Everyone put on their favorite pair of shorts, grabbed their flip flops, applied sunscreen, and enjoyed the usual summer activities of sunny Southern California. From the beach, to the pool, to mountain hikes, there is plenty to do when the temperature eclipses 90 degrees. Yet, it is not the middle of summer. It is a heatwave in the middle of November, just a couple of weeks until Thanksgiving. Occasionally, Mother Nature cooks up summer weather at this time of year.
Housing has been dealing with an unrelenting heat wave of its own since last year. After coming out of the COVID lockdown protocols, the inventory dropped, demand soared, and housing reached record breaking temperatures from July through the end of 2020. It never cooled. In fact, the 37-day Expected Market Time reached in December (the time between hammering in the FOR-SALE sign to opening escrow) was the hottest level of the year for Orange County. In 2021, temperatures climbed to levels never seen before, housing grew hotter, and the market time dove to 21 days on April 1st, the hottest reading since tracking began in 2004. Today’s 23-day Expected Market Time is the lowest for mid-November by far, and not much different than April. The heat wave is intense and will continue through the end of 2021, setting up a remarkably hot start to 2022, much hotter than this year’s start.
The Expected Market Time is the speed of the market, the lower the number, the faster homes are being placed into escrow. Anything below 60-days is considered a Hot Seller’s Market where there are plenty of showings, multiple offers, sellers call the shots, and home values are on the rise. A new level emerged to adequately describe this year’s heat wave, more intense than the record temperatures reached last year. Anything below 40-days is considered an Insane Seller’s Market. That is a market with a flood of showings, an overwhelming number of multiple offers, sellers get just about everything their hearts desire in calling the shots, and home values soar. Yes, despite all the news about flattening median sales prices (not an accurate gauge of home values anyways) and buyers less willing to enter bidding wars, home values are still on the rise today, in the middle of November just days before the start to the Holiday Market.
The beginning of the Holiday Market is at the end of this week, the start to the Thanksgiving recess for schools. That is when housing shifts from the Autumn Market when both the inventory and demand slowly but surely drop at a very similar pace, to the Holiday Market when both the supply of homes available to purchase and buyer demand plunge.
Today’s supply of available homes to purchase is at 1,793, the lowest level since tracking began in 2004. It is hard to imagine that the inventory will “plunge” from here, but it will most likely drop below 1,500 homes by year’s end. The fewest number of homes come on the market in the month of December, 63% fewer compared to the peak month of May (5-year average from 2015 through 2019, prior to the pandemic). The second fewest occurs in November, 46% fewer than May. Also, many unsuccessful sellers throw in the towel during the holidays and opt to wait until next year to try again. It is hard to believe, but 41% of the active inventory, 739 homes, have been on the market for more than a month.

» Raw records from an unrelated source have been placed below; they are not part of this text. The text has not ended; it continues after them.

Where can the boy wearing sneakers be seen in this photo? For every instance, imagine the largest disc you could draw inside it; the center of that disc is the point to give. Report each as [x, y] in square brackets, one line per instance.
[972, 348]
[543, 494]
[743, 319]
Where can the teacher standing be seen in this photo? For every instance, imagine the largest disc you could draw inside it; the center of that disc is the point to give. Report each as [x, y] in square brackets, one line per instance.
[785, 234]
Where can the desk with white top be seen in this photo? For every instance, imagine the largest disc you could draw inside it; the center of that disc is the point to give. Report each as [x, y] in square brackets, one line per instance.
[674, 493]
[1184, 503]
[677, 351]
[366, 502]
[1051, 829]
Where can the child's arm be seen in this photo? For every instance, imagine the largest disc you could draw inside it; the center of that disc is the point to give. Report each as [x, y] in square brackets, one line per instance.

These are the sellers most apt to throw in the proverbial towel.
During the holidays, many buyers who have written offer after offer for months to no avail will place their home searching efforts on hold so that they can enjoy the festivities of the season. Yet, there will still be plenty of buyers willing and able to participate in the housing market fueled by the promise of cashing in on today’s historically low interest rate environment. Unfortunately, with such a limited inventory, the number of potential escrows will drop. Demand, a measure of recent new escrow activity, will plunge to its lowest level of the year upon ringing in the New Year.
A drop in demand does not mean that there will not be a ton of showings, multiple offers, and homes selling for at or above their asking prices. It means that there will be fewer buyers in the marketplace who are competing against each other for far fewer available homes to purchase. There are disproportionately more buyers than there are homes to purchase.
Today’s Insane Seller’s Market is not going anywhere. Rather, it is setting up an extremely hot market to start 2022. It will be an Insane Seller’s Market from January 1st on. Last year there were 2,522 homes available on January 1. Upon celebrating the coming New Year, there will be less than 1,500 homes, 41% fewer than the start to this year. Match a record low supply with overabundant demand juiced by low mortgage rates, and housing will remain hot through the spring of 2022.
Active Listings
The current active inventory declined another 4% in the past two weeks.
Demand
Demand dropped by 4% in the past couple of weeks.
Luxury End
The luxury market improved dramatically in the past couple of weeks with a giant drop in the supply of available luxury homes to purchase.